Tuesday, November 18, 2014

Enron's spreadsheets

Remember Enron, the American oil company which cooked its books for several years, showing profits which didn't exist in reality, etc? Well, it transpires that as part of the court case against them, all the company's emails were sub poena'd. This material has formed the basis of a study of their spreadsheets.

I wrote seven months ago (it seems like a lifetime ago) about discovering the European Spreadsheets Risks Interest Group and being in contact with one of their number (Dr Felienne Hermans). Yesterday I was looking at her blog and read her account of discovering the 'Enron Corpus'. Apart from the blog itself, there is also a link to an academic paper which I found fascinating.

Following is data extracted from Dr Hermans' analysis with regard to formulas:

Description number
Number of spreadsheets analyzed 15,770
Number of worksheets 79,983
Number of non-empty cells 97,636,511
Average number of non-empty cells per spreadsheet 6,191
Number of formulas 20,277,835
Average of formulas per spreadsheet with formulas 2,223
Number of unique formulas 913,472
Number of unique formulas per spreadsheet with formulas 100

and with regard to functions:

Rank Function # Spreadsheets Percentage
1 SUM 6493 72.0
2 + 5571 61.8
3 - 4866 54.0
4 * 3527 39.1
5 / 3112 34.5
6 IF 1827 20.3
7 NOW 1501 16.7
8 AVERAGE 879 9.8
9 VLOOKUP 763 8.5
10 ROUND 606 6.7
11 TODAY 537 6.0
12 SUBTOTAL 385 4.3
13 MONTH 325 3.6
14 CELL 321 3.6
12 YEAR 287 3.2

In case this table isn't clear, it means that 72.0% of the spreadsheets which used functions contained the 'SUM' function. The insight that I derive from this information is that the part of my research questionnaire which deals with spreadsheet competence needs to ask about the 'SUM', 'IF', 'AVERAGE' and 'VLOOKUP' functions in order to cover the most highly used functions. I looked at the questionnaire over the weekend and there are questions about the first three; I should add a question about VLOOKUP to cover myself.
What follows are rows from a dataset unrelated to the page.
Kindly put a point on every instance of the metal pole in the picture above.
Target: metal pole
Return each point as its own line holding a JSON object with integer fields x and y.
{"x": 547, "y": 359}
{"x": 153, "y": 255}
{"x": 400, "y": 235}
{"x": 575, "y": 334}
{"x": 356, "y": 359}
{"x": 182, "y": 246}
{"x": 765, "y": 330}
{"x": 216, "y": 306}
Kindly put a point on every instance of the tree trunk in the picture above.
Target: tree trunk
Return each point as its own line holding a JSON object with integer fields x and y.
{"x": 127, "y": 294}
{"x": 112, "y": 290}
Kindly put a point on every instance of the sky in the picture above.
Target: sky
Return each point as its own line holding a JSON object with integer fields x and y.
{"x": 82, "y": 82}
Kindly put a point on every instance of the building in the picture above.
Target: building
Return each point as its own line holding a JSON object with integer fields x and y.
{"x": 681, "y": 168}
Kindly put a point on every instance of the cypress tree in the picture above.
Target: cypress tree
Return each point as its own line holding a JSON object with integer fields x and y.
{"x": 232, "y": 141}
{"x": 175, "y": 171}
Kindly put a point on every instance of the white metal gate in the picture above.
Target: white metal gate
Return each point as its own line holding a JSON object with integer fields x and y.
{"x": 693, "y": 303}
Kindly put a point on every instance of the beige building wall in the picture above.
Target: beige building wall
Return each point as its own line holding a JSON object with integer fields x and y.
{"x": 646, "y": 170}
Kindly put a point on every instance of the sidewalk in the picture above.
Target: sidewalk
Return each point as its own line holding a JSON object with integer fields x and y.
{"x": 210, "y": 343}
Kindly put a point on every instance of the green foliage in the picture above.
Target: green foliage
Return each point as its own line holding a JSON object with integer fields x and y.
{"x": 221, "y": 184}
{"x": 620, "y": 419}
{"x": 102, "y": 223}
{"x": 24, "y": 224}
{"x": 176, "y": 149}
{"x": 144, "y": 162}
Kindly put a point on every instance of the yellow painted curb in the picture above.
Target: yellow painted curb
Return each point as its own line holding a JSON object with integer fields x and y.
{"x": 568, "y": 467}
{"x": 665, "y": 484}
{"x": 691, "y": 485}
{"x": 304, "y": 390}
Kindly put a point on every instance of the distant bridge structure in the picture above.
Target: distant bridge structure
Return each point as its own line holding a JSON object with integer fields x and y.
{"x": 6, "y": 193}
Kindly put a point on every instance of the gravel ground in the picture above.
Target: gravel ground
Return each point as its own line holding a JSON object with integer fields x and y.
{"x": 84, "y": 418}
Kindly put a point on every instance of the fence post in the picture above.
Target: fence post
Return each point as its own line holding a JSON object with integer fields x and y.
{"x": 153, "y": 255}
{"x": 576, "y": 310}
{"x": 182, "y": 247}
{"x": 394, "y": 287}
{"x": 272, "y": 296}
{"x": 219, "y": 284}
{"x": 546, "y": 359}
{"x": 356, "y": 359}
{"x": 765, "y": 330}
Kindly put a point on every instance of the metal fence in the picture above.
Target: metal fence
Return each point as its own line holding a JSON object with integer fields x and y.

The second insight from the analysis is that employees of Enron were sending spreadsheets back and forth, or as Dr Hermans puts it, about 100 emails with spreadsheets attached were sent each day, so we can safely conclude that emailing spreadsheets was common practice at Enron. This practice is known to result in serious problems in terms of accountability and errors, as people do not have access to the latest version of a spreadsheet, but need to be updated of changes via email. Presumably I will have to ask a question such as "How frequently do you work on spreadsheets which are passed back and forth between your colleagues?" in order to quantify this behaviour.

I also found yesterday an interesting paper on measuring cognitive style in students of accountancy; the authors note that cognitive style influences how information is acquired and utilised during problem solving whereas cognitive ability determines how well an individual performs. The authors determine on a sample of 138 accounting students that students’ cognitive ability had a higher impact on their performance than cognitive style. There is a significant interaction between students’ cognitive styles and the cognitive strategy demanded by the accounting task: students with both global and sequential styles performed better when the cognitive demands of the task matched their cognitive style. It is not clear how these findings can be extrapolated to ERP users.